Mesmo tendo sido fundado em 2018 e começado a atuar efetivamente em 2021, o ISI-ER já recebeu da União quase tanto dinheiro quanto o Senai-RN nos últimos 24 anos. O centro de pesquisa recebeu 5,8 milhões de reais nos últimos três anos, enquanto o serviço potiguar de aprendizagem recebeu 8,8 milhões de reais desde 2000, segundo o Portal da Transparência.
E não foi só o ISI-ER que recebeu aportes diretos para pesquisar sobre energia eólica para a Petrobras. O Senai-RN firmou parceria de quase 12 milhões de reais com a Aneel para o desenvolvimento de uma boia usada pela empresa para medir a velocidade dos ventos em alto mar.
Cunhado é parente
Antônio Medeiros é irmão da esposa de Prates, Muriele Medeiros, e próximo do presidente da Petrobras. Esteve na posse do parente no Senado, em 2019, quando este assumiu o posto deixado por Fátima Bezerra, por conta da vitória na disputa pelo governo do Rio Grande do Norte, em 2018.

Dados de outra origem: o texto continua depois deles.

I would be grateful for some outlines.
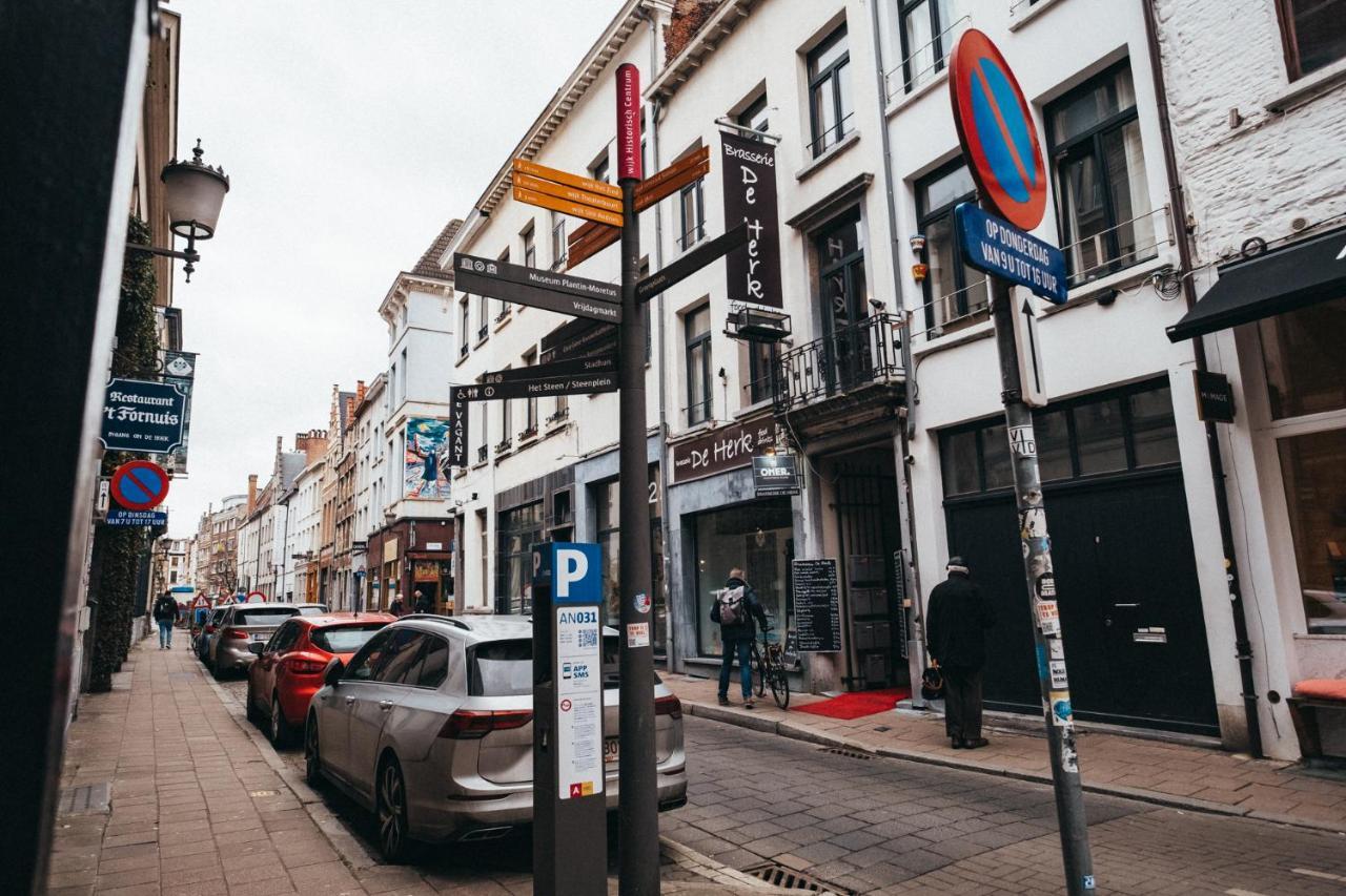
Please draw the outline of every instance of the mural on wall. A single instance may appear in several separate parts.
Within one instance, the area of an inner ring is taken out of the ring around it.
[[[412,417],[406,421],[402,494],[412,500],[448,498],[448,421]]]

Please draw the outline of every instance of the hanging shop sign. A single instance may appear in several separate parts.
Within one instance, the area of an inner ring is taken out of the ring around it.
[[[114,378],[102,401],[105,451],[164,455],[183,444],[187,396],[174,385]]]
[[[712,429],[672,445],[673,483],[704,479],[752,463],[752,455],[774,445],[783,429],[774,420],[755,420]]]
[[[773,308],[781,299],[781,225],[775,196],[775,147],[720,135],[724,160],[724,229],[748,223],[747,245],[725,258],[730,303]]]
[[[752,459],[752,488],[758,498],[800,494],[797,456],[758,455]]]

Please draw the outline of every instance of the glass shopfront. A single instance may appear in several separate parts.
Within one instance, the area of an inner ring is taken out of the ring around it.
[[[684,518],[685,519],[685,518]],[[758,593],[771,628],[785,631],[790,607],[790,558],[794,527],[789,498],[755,500],[696,514],[697,652],[719,657],[720,627],[711,622],[715,592],[731,569],[742,569]]]

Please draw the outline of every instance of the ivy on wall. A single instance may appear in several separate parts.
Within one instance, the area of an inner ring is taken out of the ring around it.
[[[149,226],[132,217],[129,242],[149,244]],[[112,375],[153,379],[159,366],[159,332],[155,318],[156,291],[153,256],[128,249],[121,268],[121,296],[117,301],[117,344],[112,355]],[[110,476],[135,455],[108,452],[101,474]],[[133,622],[145,612],[139,605],[136,573],[147,538],[139,527],[98,526],[94,533],[92,585],[97,600],[93,613],[93,651],[89,659],[89,690],[112,689],[112,674],[121,669],[131,650]]]

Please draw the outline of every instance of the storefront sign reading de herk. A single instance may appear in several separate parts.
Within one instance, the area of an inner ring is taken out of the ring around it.
[[[752,455],[774,445],[781,428],[773,420],[755,420],[712,429],[673,445],[673,483],[704,479],[752,464]]]

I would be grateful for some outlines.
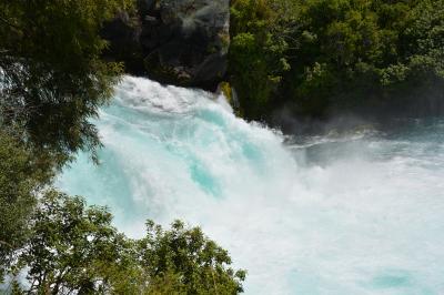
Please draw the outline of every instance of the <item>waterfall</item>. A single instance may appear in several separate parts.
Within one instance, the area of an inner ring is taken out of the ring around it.
[[[444,121],[284,144],[222,96],[125,77],[88,154],[58,180],[144,221],[200,225],[246,268],[246,294],[444,292]]]

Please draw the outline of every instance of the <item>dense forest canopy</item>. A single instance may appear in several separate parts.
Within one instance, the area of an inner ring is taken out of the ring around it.
[[[79,150],[97,160],[90,119],[123,73],[103,58],[100,32],[141,3],[0,0],[0,283],[9,292],[242,292],[245,272],[200,228],[148,222],[145,237],[131,240],[105,208],[51,189]],[[230,30],[225,78],[246,119],[283,106],[306,118],[444,109],[444,0],[233,0]],[[22,269],[29,284],[17,279]]]
[[[103,59],[103,24],[129,0],[0,0],[0,292],[238,294],[243,271],[200,228],[149,222],[135,241],[112,215],[51,189],[100,140],[90,119],[122,64]],[[24,272],[26,278],[22,277]],[[1,284],[3,283],[3,284]]]
[[[235,0],[231,83],[241,111],[442,110],[442,0]]]

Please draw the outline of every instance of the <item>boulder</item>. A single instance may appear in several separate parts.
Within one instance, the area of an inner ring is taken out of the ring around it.
[[[130,73],[215,90],[228,64],[230,0],[138,0],[138,13],[104,29]]]

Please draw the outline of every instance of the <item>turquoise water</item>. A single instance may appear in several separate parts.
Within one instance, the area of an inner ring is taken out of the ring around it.
[[[59,186],[131,236],[201,225],[246,294],[444,294],[444,120],[284,144],[223,98],[128,77],[95,123],[101,165],[80,154]]]

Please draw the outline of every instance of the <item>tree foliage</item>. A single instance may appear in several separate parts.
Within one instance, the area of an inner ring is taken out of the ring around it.
[[[246,62],[233,59],[230,69],[241,106],[262,110],[244,111],[251,119],[282,104],[309,116],[372,108],[431,112],[444,105],[442,0],[238,0],[233,10],[240,26],[232,30],[231,55]],[[280,48],[273,59],[265,54],[266,42],[252,45],[261,34]],[[279,60],[287,67],[271,88],[264,78],[273,77]]]
[[[13,251],[29,236],[36,194],[51,176],[20,141],[0,131],[0,281]]]
[[[88,119],[121,71],[101,59],[104,21],[127,0],[0,0],[0,121],[20,125],[36,150],[64,163],[99,145]]]
[[[148,222],[147,236],[130,240],[103,207],[49,191],[32,216],[31,237],[11,269],[26,269],[27,294],[238,294],[243,271],[226,266],[226,251],[199,227]],[[21,289],[21,291],[20,291]]]

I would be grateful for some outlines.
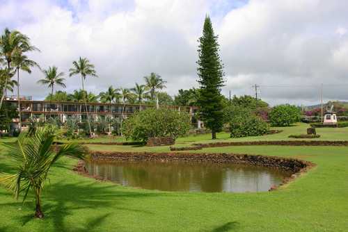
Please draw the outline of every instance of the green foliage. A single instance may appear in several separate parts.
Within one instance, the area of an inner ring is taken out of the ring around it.
[[[226,110],[231,138],[262,135],[268,132],[268,124],[251,111],[240,106],[231,106]]]
[[[18,111],[15,106],[5,103],[0,109],[0,130],[10,131],[10,124],[12,119],[18,118]]]
[[[171,106],[173,104],[173,98],[166,92],[158,92],[157,97],[159,105]]]
[[[90,133],[95,133],[96,129],[96,124],[94,120],[88,120],[84,119],[82,120],[81,124],[79,124],[79,129],[81,129],[79,131],[79,133],[82,136],[90,135]]]
[[[17,199],[24,192],[25,201],[30,190],[34,193],[36,204],[35,216],[44,217],[41,209],[42,188],[47,179],[48,172],[63,156],[82,157],[84,147],[77,144],[61,146],[57,152],[53,149],[55,136],[47,129],[38,129],[33,135],[22,132],[14,143],[3,144],[15,166],[14,174],[1,174],[0,183],[12,190]]]
[[[290,135],[288,136],[289,138],[320,138],[320,135],[315,135],[315,134],[310,134],[310,135]]]
[[[51,100],[52,99],[52,100]],[[65,91],[57,91],[53,95],[49,94],[45,99],[45,101],[72,101],[70,94]]]
[[[136,113],[127,119],[122,133],[127,139],[146,141],[152,137],[172,137],[186,135],[190,129],[189,115],[167,108],[149,108]]]
[[[230,105],[223,110],[223,123],[229,123],[233,118],[238,115],[251,115],[251,110],[248,108]]]
[[[198,101],[200,107],[200,117],[205,125],[212,130],[212,138],[223,126],[223,97],[221,94],[223,86],[223,65],[219,55],[218,36],[215,35],[210,18],[207,16],[203,26],[203,34],[200,42],[197,72],[200,85]]]
[[[77,119],[75,117],[68,117],[65,122],[66,131],[65,136],[68,139],[77,138],[77,134],[76,132],[79,129]]]
[[[296,106],[279,105],[273,108],[269,114],[272,126],[289,126],[299,122],[301,110]]]
[[[311,123],[310,126],[312,127],[347,127],[348,126],[348,122],[338,122],[337,125],[336,124],[331,124],[331,125],[324,125],[322,122],[315,122],[315,123]]]

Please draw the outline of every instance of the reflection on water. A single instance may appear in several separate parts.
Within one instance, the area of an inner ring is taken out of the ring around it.
[[[260,192],[288,173],[264,167],[210,162],[89,163],[88,172],[125,186],[186,192]]]

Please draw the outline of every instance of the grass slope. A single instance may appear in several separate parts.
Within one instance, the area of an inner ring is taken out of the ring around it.
[[[97,147],[109,150],[120,146]],[[317,165],[271,192],[188,193],[99,182],[74,174],[71,169],[76,160],[63,158],[50,172],[45,188],[44,220],[33,219],[33,202],[22,205],[0,187],[0,231],[347,231],[348,147],[250,146],[203,151],[295,157]],[[10,169],[8,158],[0,155],[0,171]]]

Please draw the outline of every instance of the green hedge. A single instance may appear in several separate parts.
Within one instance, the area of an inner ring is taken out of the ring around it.
[[[269,129],[267,122],[253,115],[236,115],[230,121],[231,138],[262,135]]]
[[[348,122],[338,122],[337,125],[324,125],[322,122],[311,123],[310,126],[317,128],[317,127],[347,127]]]
[[[289,138],[319,138],[319,135],[289,135]]]

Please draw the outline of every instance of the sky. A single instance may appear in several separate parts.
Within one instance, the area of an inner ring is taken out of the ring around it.
[[[29,56],[42,68],[65,74],[86,57],[98,78],[95,94],[112,85],[132,88],[150,72],[165,90],[197,88],[198,38],[205,15],[219,35],[224,64],[223,93],[255,94],[272,105],[348,100],[348,1],[345,0],[0,0],[0,30],[27,35],[40,52]],[[36,81],[38,69],[21,73],[21,92],[42,99],[49,92]],[[57,90],[61,90],[57,88]]]

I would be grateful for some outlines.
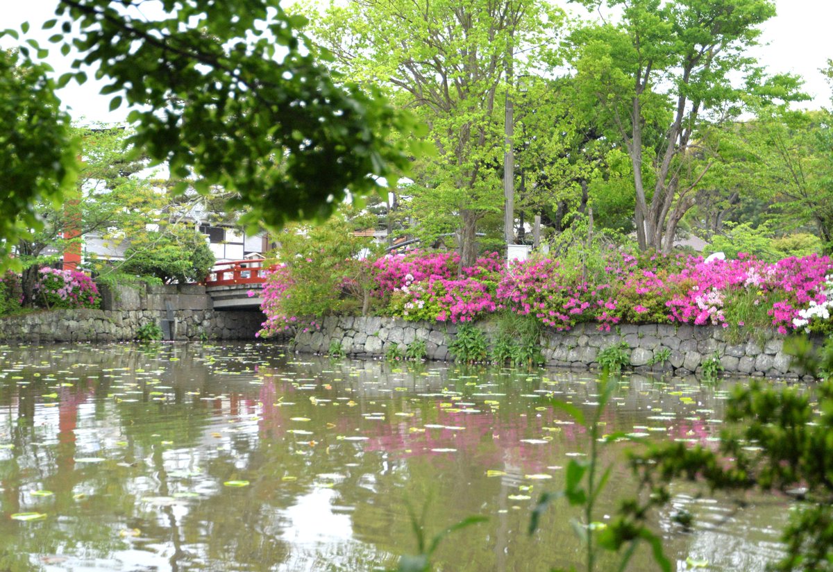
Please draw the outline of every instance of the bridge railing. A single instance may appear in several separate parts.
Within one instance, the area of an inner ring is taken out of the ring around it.
[[[262,258],[217,262],[202,283],[207,286],[262,284],[267,270]]]

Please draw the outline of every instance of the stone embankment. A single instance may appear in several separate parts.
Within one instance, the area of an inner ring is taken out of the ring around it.
[[[119,286],[102,289],[104,310],[57,310],[0,318],[0,341],[22,343],[135,340],[147,325],[167,321],[179,341],[254,340],[260,311],[212,309],[203,286]]]
[[[496,326],[489,322],[478,327],[490,337]],[[408,322],[394,318],[329,317],[320,331],[299,332],[292,346],[296,351],[325,353],[332,342],[348,356],[380,357],[397,345],[404,350],[416,340],[425,341],[427,357],[451,360],[448,344],[456,328],[440,322]],[[546,366],[576,369],[597,369],[599,352],[624,342],[631,366],[636,371],[700,373],[703,364],[713,357],[720,360],[727,374],[797,379],[802,372],[791,364],[783,351],[783,338],[765,332],[759,343],[748,341],[731,343],[726,331],[716,326],[648,324],[621,326],[609,332],[594,325],[580,324],[574,329],[546,331],[541,344]]]

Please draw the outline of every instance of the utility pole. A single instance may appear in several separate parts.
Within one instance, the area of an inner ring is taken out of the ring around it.
[[[506,47],[506,103],[503,117],[503,228],[506,244],[515,244],[515,107],[512,103],[512,34]]]

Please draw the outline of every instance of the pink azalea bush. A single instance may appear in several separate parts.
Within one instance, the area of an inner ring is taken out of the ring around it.
[[[97,308],[101,299],[92,279],[75,270],[41,268],[34,292],[44,308]]]
[[[556,330],[589,322],[600,330],[623,323],[683,323],[723,327],[773,327],[781,334],[810,317],[826,319],[833,276],[826,256],[786,258],[774,264],[741,255],[706,262],[700,256],[632,256],[611,251],[602,272],[533,258],[507,268],[487,255],[459,268],[456,253],[414,251],[370,263],[372,293],[385,312],[405,320],[470,322],[496,311],[531,316]],[[297,326],[301,316],[282,313],[279,300],[292,276],[278,268],[264,289],[268,316],[262,335]],[[304,323],[303,327],[309,327]]]

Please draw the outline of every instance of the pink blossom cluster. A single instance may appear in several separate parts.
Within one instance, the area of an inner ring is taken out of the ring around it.
[[[742,254],[731,261],[701,261],[671,277],[691,286],[669,300],[667,306],[675,321],[727,326],[726,298],[745,291],[759,298],[754,302],[756,306],[775,299],[767,314],[778,331],[786,334],[795,327],[794,321],[802,309],[811,302],[826,301],[825,280],[831,271],[830,259],[818,255],[785,258],[775,264]]]
[[[98,306],[98,287],[92,278],[77,270],[41,268],[34,291],[38,303],[46,307]]]
[[[388,254],[373,262],[373,279],[377,295],[399,291],[402,286],[430,279],[450,280],[457,276],[460,255],[456,252]],[[475,266],[463,268],[465,276],[479,280],[499,281],[504,271],[503,261],[496,252],[477,259]]]
[[[614,251],[596,277],[549,258],[506,268],[491,254],[458,271],[459,260],[446,252],[383,256],[372,264],[373,293],[387,301],[390,314],[407,320],[471,321],[509,310],[556,330],[580,322],[596,323],[601,330],[648,322],[726,327],[735,321],[732,325],[742,326],[740,306],[732,307],[742,299],[760,306],[761,316],[768,315],[772,326],[786,333],[802,323],[800,312],[827,301],[826,277],[833,275],[831,260],[816,255],[767,264],[743,255],[706,262],[686,255]],[[262,334],[311,327],[281,310],[293,284],[289,270],[279,266],[272,272],[262,293],[268,317]]]
[[[475,278],[431,276],[394,292],[390,307],[392,313],[406,320],[472,321],[497,309],[491,290],[487,282]]]
[[[315,326],[313,322],[305,321],[297,316],[288,316],[283,309],[283,302],[292,296],[289,290],[294,283],[287,265],[278,264],[267,271],[266,281],[263,282],[262,290],[248,291],[250,298],[258,295],[262,297],[261,309],[267,316],[266,321],[261,324],[260,331],[255,334],[256,336],[271,337],[298,326],[307,328]]]

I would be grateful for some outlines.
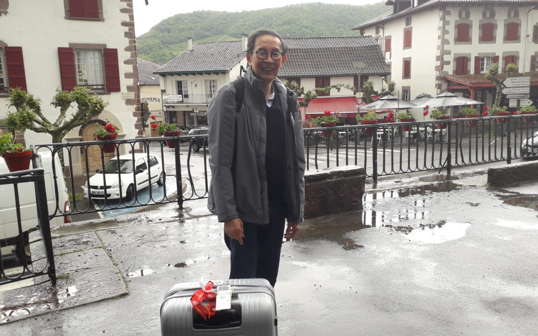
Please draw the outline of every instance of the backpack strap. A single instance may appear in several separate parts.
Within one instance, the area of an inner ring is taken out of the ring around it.
[[[236,89],[236,112],[239,113],[245,98],[245,77],[239,76],[233,82]]]

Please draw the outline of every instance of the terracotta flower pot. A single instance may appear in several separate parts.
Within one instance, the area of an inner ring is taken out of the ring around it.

A proximidade com a política potiguar rendeu frutos a Medeiros, que integrou grupo de trabalho da gestão de Fátima Bezerra no Rio Grande do Norte para desenvolver projetos de energia eólica. A partir de 2019, o funcionário de carreira passou a conselheiro suplente do Senai-RN.
Em 2021, Medeiros tornou-se diretor do ISI-ER. O posto e a proximidade com Prates lhe garantiram, em 2022, um convite para falar no Senado sobre energia renovável. Sentou na primeira fileira da Comissão de Infraestrutura, em frente ao cunhado.
Apoio na política e na Petrobras
Os projetos do ISI-ER contam ainda com apoio de Davi Alcolumbre. O presidente da Comissão de Constituição e Justiça do Senado é um entusiasta declarado do projeto. Apoiou Prates em vários momentos e direcionou 5 milhões de reais para o início de um estudo similar no Amapá.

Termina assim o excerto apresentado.